This is one of my favorite photos of her. She is about nine. She told me that she didn't really need those glasses she is wearing, but that she liked the way glasses looked, and besides, no one in her class had glasses. So she faked her eye exam, and got herself some glasses. They made her feel special, until another kid in her class got them, too. So she stopped wearing them. That story has always made me laugh, and explained a lot about my own kids.
She was orphaned very young, and grew up on her grandparent's farm. It wasn't an easy life, and I think she was often lonely, but it gave her a life-long love of the outdoors, and an incredible work ethic. (She also had a soft spot for dogs.)
She was a teacher. She taught sixth grade for many years. She loved those kids, the age they were; the fact that they were on the cusp of adulthood, but were still kids. She was a hard teacher, and very old school. But I remember her students from years past coming to our door and ringing the doorbell, just to say hi to her, so she must have been the right kind of tough. She coached baseball and ruled the playground with an iron fist (and a whistle) when she was on duty. Never mess with a farm girl.

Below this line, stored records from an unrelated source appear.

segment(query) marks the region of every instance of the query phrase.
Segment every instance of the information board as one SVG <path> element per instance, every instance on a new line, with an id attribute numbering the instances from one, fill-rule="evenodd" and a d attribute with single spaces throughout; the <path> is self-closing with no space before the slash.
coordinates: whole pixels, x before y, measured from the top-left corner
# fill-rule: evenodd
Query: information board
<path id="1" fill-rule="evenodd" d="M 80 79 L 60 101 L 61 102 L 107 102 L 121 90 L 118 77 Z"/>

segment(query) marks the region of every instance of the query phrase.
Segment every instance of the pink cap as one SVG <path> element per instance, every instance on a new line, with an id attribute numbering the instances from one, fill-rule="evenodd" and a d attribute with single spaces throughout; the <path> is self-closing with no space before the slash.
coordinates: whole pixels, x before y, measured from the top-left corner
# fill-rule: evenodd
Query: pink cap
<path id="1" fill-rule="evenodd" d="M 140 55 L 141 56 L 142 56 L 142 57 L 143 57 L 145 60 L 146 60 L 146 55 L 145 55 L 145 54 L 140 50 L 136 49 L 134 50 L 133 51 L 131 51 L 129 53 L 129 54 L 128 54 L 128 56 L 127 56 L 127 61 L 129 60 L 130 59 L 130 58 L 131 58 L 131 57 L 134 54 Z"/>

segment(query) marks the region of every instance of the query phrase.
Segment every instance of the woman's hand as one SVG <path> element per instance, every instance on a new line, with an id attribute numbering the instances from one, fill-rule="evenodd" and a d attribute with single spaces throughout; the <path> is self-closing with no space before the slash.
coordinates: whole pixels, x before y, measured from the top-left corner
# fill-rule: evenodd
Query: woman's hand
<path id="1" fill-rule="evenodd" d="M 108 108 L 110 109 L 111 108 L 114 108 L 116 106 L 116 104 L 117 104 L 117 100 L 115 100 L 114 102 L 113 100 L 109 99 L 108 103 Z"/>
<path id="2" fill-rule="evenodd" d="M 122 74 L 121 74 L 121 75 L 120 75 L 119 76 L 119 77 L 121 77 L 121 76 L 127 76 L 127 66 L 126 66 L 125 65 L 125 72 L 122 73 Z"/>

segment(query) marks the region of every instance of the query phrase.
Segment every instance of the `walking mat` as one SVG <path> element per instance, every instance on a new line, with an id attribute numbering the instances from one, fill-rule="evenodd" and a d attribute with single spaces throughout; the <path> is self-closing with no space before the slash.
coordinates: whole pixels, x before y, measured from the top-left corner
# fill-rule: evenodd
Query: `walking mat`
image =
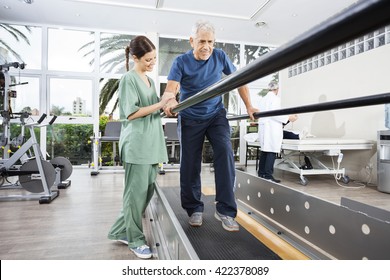
<path id="1" fill-rule="evenodd" d="M 180 205 L 180 189 L 161 188 L 184 232 L 201 260 L 280 260 L 281 258 L 243 227 L 228 232 L 214 217 L 215 196 L 203 195 L 203 224 L 188 224 L 187 212 Z"/>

Although she missed getting to see everyone this Christmas, it was a pretty good showing and we were happy to have this last time together.
Most of all, to us, Betty Lou was a loving mom and grandma. We'll miss her stirring things up, and calling us each to task. No one got past her. We knew it, and just got in line. It was her way of letting us know she loved us, and that she was keeping a watchful eye on us all.
Saying good-bye is tough. I'm hoping for some of her farm-girl strength and Texas grit to help me in the coming weeks. I know she'd want that for me.